In the most recent poll, 55% believe the FOMC will act in September, down from 64% in the June survey.

The meeting after that, in November was cited by 23% in the July survey, while December was the choice of 20%. This compared with 11% and 14% respectively in the June survey.

The survey took place on July 3 and 5.

At one point before the start of 2024, many observers were expecting the FOMC to make six cuts this year, but as inflation remained stubbornly higher than forecast, those views diminished to a single or even in some minds no cuts this year.

But the tide has turned in recent weeks, with the most recent Consumer Price Index report being the catalyst for more optimistic views.

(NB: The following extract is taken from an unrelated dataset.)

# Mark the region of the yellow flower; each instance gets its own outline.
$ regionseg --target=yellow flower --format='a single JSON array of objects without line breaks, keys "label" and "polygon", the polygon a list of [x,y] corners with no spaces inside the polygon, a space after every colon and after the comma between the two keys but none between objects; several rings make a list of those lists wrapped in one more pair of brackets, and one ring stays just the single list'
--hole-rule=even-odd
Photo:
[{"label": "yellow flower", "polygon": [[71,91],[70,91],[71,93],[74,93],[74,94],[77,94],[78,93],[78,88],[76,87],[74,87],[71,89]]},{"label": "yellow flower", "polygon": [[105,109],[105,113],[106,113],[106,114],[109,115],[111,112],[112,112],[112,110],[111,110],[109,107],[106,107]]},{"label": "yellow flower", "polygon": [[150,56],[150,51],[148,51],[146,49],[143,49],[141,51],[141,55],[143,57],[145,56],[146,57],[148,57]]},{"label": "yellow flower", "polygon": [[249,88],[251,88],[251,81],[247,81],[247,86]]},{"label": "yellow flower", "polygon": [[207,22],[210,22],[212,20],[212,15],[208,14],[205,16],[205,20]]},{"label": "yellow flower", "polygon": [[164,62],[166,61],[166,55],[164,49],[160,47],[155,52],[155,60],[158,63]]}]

While mortgages are priced in large part off of longer-term instruments such as the 10-year Treasury, that is an investor driven rate based on things like their views on the U.S. economy.

When asked in the July survey if they believed the U.S. presidential election will affect when the FOMC will act, 77% said no.

"The BCEI consensus appears to be leaning toward two 25 basis point cuts this year as it expects that the fed funds rate will decrease 45 basis points by year end," the survey report said. "This is in general agreement with the fed funds futures market which is currently pricing in the first cut in September with a second 25 basis point cut likely in December."

But another market observer had a different view on when the Fed could act.

Sticky inflation data will keep the Fed in a wait-and-see mode, a commentary from Osterweis Strategic Income Fund's Carl Kaufman, Bradley Kane, Craig Manchuck and John Sheehan said.

When the FOMC finally decides to cut, history suggests it will likely act too late, not too early, Osterweis said. It does not give a prediction on when a cut will take place.

This commentary cites the May CPI report, rather than the June report that helped drive down the 10-year Treasury yield on July 11.

On that day, the 10-year closed at 4.19%, 9 basis points from the previous close. While bouncing back up to 4.23% on July 15, it was back down to 4.17% two days later.

The May CPI data meant "the Fed will need to see at least several consecutive months of favorable inflation data before it lowers its benchmark rate," the Osterweis analysts said. "Despite the progress on the month-over-month change, the year-over-year change remained stubbornly above the Fed's 2% target at 3.3%."

The comments were made in its Third Quarter Strategic Income Outlook published on July 11.